You can extract from a mission at any given time and the game tells you which objectives are ahead. That means you can literally avoid objectives you don’t like whenever you want. While it’s great to have the option, the bigger problem is that Extraction has objectives that are so bad we opted to never play them again.

Smooth Operators

Operators are welcome but don’t make much of a difference overall. Ubisoft

Much like Siege, Extraction includes a variety of Operators, but this time, there are only 18 to choose from (as opposed to the over 60 in Siege). These characters have special abilities and weapons that help mix things up, at least slightly. One Operator, Pulse, is fantastic, with the ability to see Archaean nests and collectible items through walls. Meanwhile, the Doc Operator can heal himself or other players, making him a desirable choice.

Though the Operators all feel distinct, they aren’t enough to cause much of a break in the repetition overall. Since the objectives all blur together, the Operators don’t have the same chance to shine like they do in Siege. What’s the point of having so many intriguing Operators if there isn’t much of a reason to switch between them? Some feel useless compared to others and it's disappointing the Operator you choose doesn’t seem to matter much overall.

One highlight of Extraction is the way it handles death.
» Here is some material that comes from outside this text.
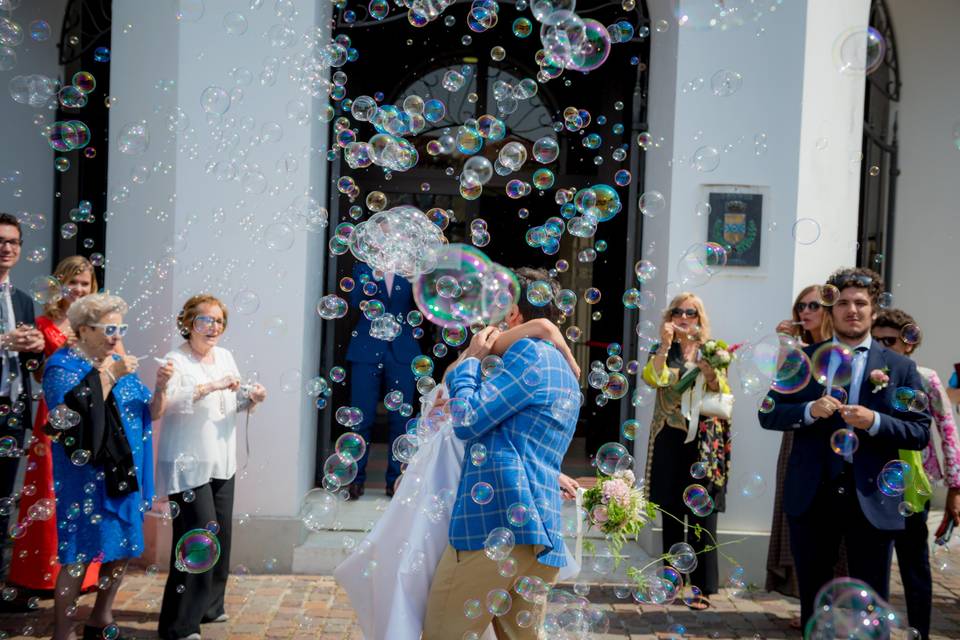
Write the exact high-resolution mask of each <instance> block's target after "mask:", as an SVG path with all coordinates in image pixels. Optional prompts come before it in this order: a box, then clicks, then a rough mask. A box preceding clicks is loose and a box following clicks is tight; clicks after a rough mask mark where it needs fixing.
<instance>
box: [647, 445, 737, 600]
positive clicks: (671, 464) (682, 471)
mask: <svg viewBox="0 0 960 640" xmlns="http://www.w3.org/2000/svg"><path fill="white" fill-rule="evenodd" d="M686 437H687V434H686V432H684V431H680V430H679V429H674V428H672V427H663V428H662V429H661V430H660V433H658V434H657V437H656V439H655V441H654V445H653V450H654V455H653V466H652V468H651V470H650V499H651V500H653V502H655V503H656V504H658V505H660V507H661V508H662V509H664V510H665V511H667V512H669V513H671V514H673V515H675V516H677V517H678V518H680V519H681V520H686V523H687V528H688V530H687V532H686V535H684V525H683V524H682V523H680V522H677V521H676V520H674V519H673V518H671V517H670V516H661V521H662V522H663V552H664V553H667V551H669V550H670V547H671V546H672V545H674V544H676V543H677V542H686V543H687V544H689V545H690V546H691V547H693V550H694V551H696V552H697V568H696V569H694V570H693V571H691V572H690V575H689V576H688V578H689V581H690V584H692V585H694V586H696V587H699V588H700V591H701V592H702V593H703V594H704V595H711V594H714V593H717V592H718V590H719V588H720V584H719V582H720V566H719V560H718V553H717V551H716V550H713V551H704V549H705V548H706V547H707V546H708V545H710V544H712V540H711V538H710V536H713V537H714V538H716V536H717V512H716V511H713V512H711V513H710V514H709V515H707V516H705V517H700V516H697V515H695V514H694V513H693V512H692V511H690V507H688V506H687V505H685V504H684V502H683V491H684V489H686V488H687V487H688V486H690V485H691V484H694V483H698V482H701V481H700V480H695V479H694V478H693V477H692V476H691V475H690V466H691V465H692V464H693V463H694V462H697V461H699V460H700V452H699V451H698V450H697V441H696V440H694V441H693V442H690V443H684V442H683V441H684V440H685V439H686ZM696 525H700V526H701V527H702V528H703V529H704V530H705V531H708V532H709V533H710V536H708V535H706V534H701V535H700V539H699V540H698V539H697V537H696V536H695V535H694V534H693V527H694V526H696Z"/></svg>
If you’re eliminated, the Operator you were playing as must be rescued from that particular stage before they can be used again. This forces you to experiment with other Operators in a way that makes sense within the context of the game’s narrative. This goes way beyond a simple “game over” screen and instead motivates you to stay alive as you work your way through the stages. Dying is penalized, but its consequences are never irreversible. Sadly, this unique idea barely stands out amid the sea of generic design decisions.

Extraction is a game that was clearly stuck in development hell for a reason. Ubisoft eventually came to the realization that it was time to get this game out the door, and the result is a jumbled pile of ideas you’ve seen before, executed in a wildly uninteresting way.

5/10

Inverse reviewed Rainbow Six Extraction on PS5. It’s available for PlayStation, Xbox, and PC on January 20, 2022.

INVERSE VIDEO GAME REVIEW ETHOS: When it comes to video games, Inverse values a few qualities that other sites may not. For instance, we care about hours over money. Many new AAA games have similar costs, which is why we value the experience of playing more than price comparisons. We don’t value grinding and fetch quests as much as games that make the most out of every level. We also care about the in-game narrative more than most. If the world of a video game is rich enough to foster sociological theories about its government and character backstories, it’s a game we won’t be able to stop thinking about, no matter its price or popularity. We won’t punch down. We won’t evaluate an indie game in the same way we will evaluate a AAA game that’s produced by a team of thousands. We review games based on what’s available in our consoles at the time. And finally, we have very little tolerance for junk science. (Magic is always OK.)